> fine-tuning & quantization

Gemma 4 fine-tunes cheaply with QLoRA: load the base in 4-bit, train small LoRA adapters, and an E4B fits a single 16 GB GPU. The trade-offs are model-specific — the 26B MoE needs LoRA (not full fine-tuning) to protect expert routing, and vision layers should stay frozen for text-only runs. For inference, Google's QAT int4 checkpoints give near-bf16 quality at a third of the memory.

// fine-tuning & quantization

4 commands

// faq

Can I fine-tune Gemma 4 on a free Colab GPU?

Yes, with QLoRA. Loading E4B in 4-bit and training LoRA adapters (r=16, lora_alpha=16 on the attention and MLP projections) fits a single 16 GB T4 on free Colab or Kaggle. Unsloth's FastModel wraps this with Gemma 4 defaults. Keep chain-of-thought examples the majority of your data or thinking mode degrades.

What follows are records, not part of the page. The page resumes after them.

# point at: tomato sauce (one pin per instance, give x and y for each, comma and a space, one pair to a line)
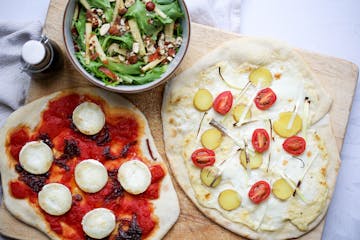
123, 130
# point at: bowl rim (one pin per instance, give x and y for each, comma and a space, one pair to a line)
128, 89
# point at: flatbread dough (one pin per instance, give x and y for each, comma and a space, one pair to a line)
181, 120
30, 115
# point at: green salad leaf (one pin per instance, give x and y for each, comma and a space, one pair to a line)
125, 41
103, 4
130, 69
164, 1
143, 17
80, 28
149, 76
170, 8
108, 14
92, 67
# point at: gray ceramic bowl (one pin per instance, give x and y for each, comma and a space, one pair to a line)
174, 64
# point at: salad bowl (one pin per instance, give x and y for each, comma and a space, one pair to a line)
112, 53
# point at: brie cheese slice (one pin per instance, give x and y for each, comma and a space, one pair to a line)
88, 118
98, 223
134, 176
55, 199
36, 157
90, 175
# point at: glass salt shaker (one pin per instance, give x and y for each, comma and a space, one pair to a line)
41, 56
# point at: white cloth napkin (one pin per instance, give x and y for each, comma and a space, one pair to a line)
14, 84
223, 14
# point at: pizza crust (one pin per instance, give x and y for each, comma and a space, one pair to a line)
178, 100
166, 208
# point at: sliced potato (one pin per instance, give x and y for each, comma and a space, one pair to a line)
281, 189
229, 199
238, 111
211, 138
281, 125
203, 100
210, 176
261, 75
255, 160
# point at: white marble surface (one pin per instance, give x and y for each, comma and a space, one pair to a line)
330, 27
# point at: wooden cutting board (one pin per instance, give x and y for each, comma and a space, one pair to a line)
339, 78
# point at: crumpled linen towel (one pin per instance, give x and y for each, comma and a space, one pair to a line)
14, 84
223, 14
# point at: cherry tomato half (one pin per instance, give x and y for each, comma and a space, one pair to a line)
294, 145
259, 192
108, 73
203, 157
260, 140
223, 102
265, 98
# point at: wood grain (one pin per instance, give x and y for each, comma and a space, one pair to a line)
338, 77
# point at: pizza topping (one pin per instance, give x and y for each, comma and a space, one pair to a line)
71, 150
294, 145
203, 100
203, 157
35, 182
265, 98
116, 189
157, 173
103, 137
229, 199
55, 199
254, 160
259, 192
90, 175
261, 75
238, 111
99, 223
149, 149
134, 176
123, 154
281, 124
211, 138
260, 140
223, 102
129, 229
89, 118
210, 176
46, 139
281, 189
19, 189
125, 150
36, 157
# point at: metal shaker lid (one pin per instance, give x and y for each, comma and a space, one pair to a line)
33, 52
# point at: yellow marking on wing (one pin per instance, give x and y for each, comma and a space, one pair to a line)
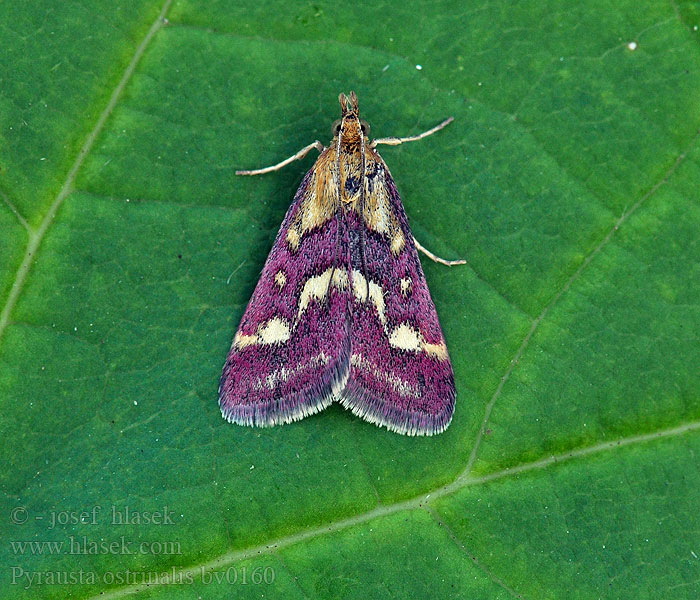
275, 331
405, 338
317, 287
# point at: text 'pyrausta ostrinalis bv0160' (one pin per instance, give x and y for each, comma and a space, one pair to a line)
342, 311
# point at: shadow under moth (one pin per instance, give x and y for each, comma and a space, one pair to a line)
342, 311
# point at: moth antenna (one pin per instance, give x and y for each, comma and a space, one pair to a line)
343, 99
353, 102
362, 199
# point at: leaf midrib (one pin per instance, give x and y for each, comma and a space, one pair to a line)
37, 235
420, 501
463, 479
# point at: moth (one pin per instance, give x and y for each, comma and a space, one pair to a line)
342, 311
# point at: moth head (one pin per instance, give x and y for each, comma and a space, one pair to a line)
350, 124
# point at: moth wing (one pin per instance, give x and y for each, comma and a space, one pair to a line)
400, 376
291, 351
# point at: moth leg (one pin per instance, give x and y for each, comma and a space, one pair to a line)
298, 156
392, 141
431, 256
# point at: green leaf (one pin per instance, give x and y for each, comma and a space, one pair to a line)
568, 180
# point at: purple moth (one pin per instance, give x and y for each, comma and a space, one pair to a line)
342, 311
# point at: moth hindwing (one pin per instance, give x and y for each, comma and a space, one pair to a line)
342, 311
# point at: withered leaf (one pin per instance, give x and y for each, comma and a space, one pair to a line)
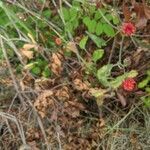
142, 12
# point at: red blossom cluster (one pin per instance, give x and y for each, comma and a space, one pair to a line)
129, 84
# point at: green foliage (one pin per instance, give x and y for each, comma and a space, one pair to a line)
71, 18
99, 24
97, 55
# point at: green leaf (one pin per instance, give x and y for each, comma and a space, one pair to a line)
109, 31
97, 55
98, 41
83, 42
99, 28
104, 73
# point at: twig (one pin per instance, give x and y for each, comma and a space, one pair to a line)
11, 72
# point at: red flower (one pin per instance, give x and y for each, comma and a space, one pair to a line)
58, 41
129, 84
128, 28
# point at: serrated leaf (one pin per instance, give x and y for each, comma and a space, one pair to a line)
108, 29
97, 40
83, 42
97, 55
99, 29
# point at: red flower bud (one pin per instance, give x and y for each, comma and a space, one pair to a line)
58, 41
129, 84
128, 28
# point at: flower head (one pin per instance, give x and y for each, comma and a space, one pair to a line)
129, 84
128, 28
58, 41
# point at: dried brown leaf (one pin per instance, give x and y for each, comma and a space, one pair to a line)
142, 12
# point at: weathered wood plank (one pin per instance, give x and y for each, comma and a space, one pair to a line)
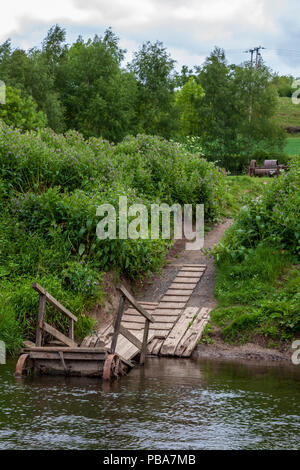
53, 301
160, 334
135, 304
145, 342
189, 274
126, 349
151, 345
128, 335
179, 292
157, 318
175, 298
191, 269
58, 335
193, 334
40, 319
71, 329
100, 356
157, 347
167, 311
155, 325
75, 350
117, 324
186, 280
170, 305
175, 335
195, 265
179, 285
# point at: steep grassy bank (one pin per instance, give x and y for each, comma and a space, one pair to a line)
258, 275
50, 187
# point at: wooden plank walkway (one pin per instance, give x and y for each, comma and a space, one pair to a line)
176, 328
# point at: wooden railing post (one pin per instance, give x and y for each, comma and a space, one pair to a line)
71, 329
117, 325
40, 319
145, 342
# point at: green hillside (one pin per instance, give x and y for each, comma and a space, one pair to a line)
292, 146
288, 113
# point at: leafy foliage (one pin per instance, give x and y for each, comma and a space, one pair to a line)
50, 187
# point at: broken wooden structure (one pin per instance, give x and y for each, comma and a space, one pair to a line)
65, 357
176, 328
168, 327
270, 168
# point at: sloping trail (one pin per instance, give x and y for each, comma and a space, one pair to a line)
180, 300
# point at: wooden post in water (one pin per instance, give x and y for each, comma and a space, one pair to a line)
71, 329
145, 341
40, 320
117, 325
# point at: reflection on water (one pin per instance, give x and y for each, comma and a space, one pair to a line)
168, 404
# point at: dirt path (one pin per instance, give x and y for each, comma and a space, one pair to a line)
151, 289
202, 296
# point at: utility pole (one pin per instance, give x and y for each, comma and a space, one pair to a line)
257, 55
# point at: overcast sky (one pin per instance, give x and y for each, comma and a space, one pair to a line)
188, 28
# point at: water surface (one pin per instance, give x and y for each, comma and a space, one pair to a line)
168, 404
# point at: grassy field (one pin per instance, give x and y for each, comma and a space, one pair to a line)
288, 113
292, 146
257, 261
239, 189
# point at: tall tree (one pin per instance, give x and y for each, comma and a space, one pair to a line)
189, 100
154, 70
97, 94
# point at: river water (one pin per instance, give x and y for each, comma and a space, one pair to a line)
168, 404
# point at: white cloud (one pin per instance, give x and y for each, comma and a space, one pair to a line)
189, 28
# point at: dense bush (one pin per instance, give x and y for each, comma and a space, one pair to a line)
50, 187
257, 285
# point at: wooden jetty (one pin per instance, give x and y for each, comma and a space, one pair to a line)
168, 327
176, 328
66, 357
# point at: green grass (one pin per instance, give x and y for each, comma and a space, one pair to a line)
292, 146
258, 298
288, 113
239, 189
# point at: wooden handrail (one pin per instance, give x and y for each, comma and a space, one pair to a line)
119, 329
53, 301
135, 304
42, 325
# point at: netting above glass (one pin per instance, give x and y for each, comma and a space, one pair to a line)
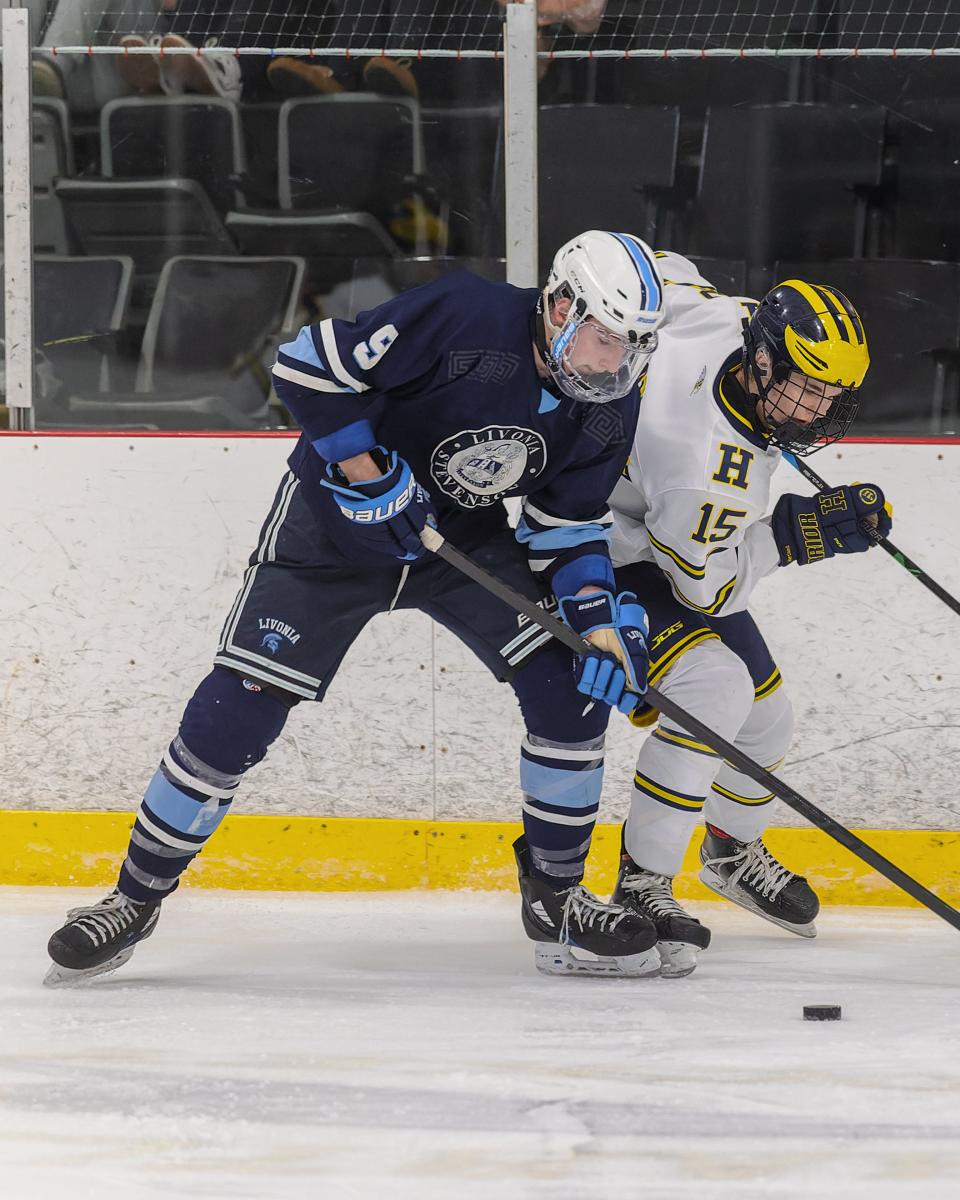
474, 28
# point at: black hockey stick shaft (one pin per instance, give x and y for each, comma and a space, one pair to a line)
551, 624
871, 532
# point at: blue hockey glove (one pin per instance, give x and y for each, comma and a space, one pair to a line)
616, 671
385, 514
810, 528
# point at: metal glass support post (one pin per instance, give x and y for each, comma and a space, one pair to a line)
18, 219
520, 135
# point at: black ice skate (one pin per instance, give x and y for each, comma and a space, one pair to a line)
576, 934
99, 939
749, 875
681, 936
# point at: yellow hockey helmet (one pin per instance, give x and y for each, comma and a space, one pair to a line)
815, 330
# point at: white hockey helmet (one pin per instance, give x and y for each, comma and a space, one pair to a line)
606, 333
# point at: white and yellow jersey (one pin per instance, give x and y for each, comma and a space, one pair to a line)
695, 491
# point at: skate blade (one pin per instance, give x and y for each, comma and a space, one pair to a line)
677, 959
555, 959
717, 885
70, 977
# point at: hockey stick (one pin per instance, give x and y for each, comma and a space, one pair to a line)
436, 543
871, 532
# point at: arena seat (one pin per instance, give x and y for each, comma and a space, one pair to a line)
582, 187
928, 179
186, 137
357, 153
202, 363
150, 221
463, 168
787, 181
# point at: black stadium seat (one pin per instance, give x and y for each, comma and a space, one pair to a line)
463, 166
582, 186
928, 193
787, 181
187, 137
148, 220
351, 151
202, 359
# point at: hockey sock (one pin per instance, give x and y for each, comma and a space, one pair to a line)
562, 784
561, 766
226, 729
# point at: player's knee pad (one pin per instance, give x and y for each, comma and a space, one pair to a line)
552, 707
711, 682
231, 721
768, 731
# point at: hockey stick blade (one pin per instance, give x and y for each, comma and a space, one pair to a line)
436, 543
871, 532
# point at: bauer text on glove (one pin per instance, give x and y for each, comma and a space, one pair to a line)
616, 671
387, 513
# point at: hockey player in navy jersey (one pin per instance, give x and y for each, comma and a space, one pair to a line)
435, 407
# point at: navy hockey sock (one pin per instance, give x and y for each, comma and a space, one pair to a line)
226, 729
562, 784
561, 766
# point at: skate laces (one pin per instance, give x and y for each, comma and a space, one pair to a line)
107, 918
586, 911
759, 869
657, 892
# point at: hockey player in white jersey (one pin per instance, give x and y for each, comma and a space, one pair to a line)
732, 385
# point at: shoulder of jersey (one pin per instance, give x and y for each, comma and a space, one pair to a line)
693, 306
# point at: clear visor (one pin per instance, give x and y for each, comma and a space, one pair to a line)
591, 363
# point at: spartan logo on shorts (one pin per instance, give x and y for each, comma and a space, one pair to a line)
478, 467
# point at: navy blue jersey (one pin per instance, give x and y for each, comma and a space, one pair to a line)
445, 376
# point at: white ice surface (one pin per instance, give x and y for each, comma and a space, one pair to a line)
402, 1045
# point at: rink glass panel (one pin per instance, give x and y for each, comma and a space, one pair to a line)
209, 228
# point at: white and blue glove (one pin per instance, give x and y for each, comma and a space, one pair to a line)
388, 513
616, 671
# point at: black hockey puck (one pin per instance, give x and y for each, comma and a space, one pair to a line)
821, 1012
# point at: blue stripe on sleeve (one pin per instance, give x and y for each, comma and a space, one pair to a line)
345, 443
559, 537
581, 571
303, 349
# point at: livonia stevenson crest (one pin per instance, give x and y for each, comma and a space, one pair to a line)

How is fine-tuning the 26B A4B different?

It is a Mixture-of-Experts that routes each token to 8 of 128 experts. Use LoRA in bf16 and do not target the router weights — a full fine-tune or router adapters can collapse the routing so a few experts dominate, crippling the model. Increase context length gradually after the loss settles.

What are QAT checkpoints and when should I use them?

Quantization-Aware Trained int4 checkpoints (google/gemma-4-<size>-it-qat-q4_0-gguf) are trained to tolerate 4-bit weights, so they retain most bf16 quality at roughly a third of the memory. Use them for inference when you want the smallest footprint without the quality drop of naive post-training quantization — but never re-quantize them on top.

Should I train the vision encoder when fine-tuning on text?

No. Freeze the vision tower (finetune_vision_layers=False in Unsloth) and train only the language and projection layers. Updating the encoder on text-only data silently erodes image understanding while the loss still looks fine. Unfreeze it only to adapt to a specific visual domain, and validate text quality first.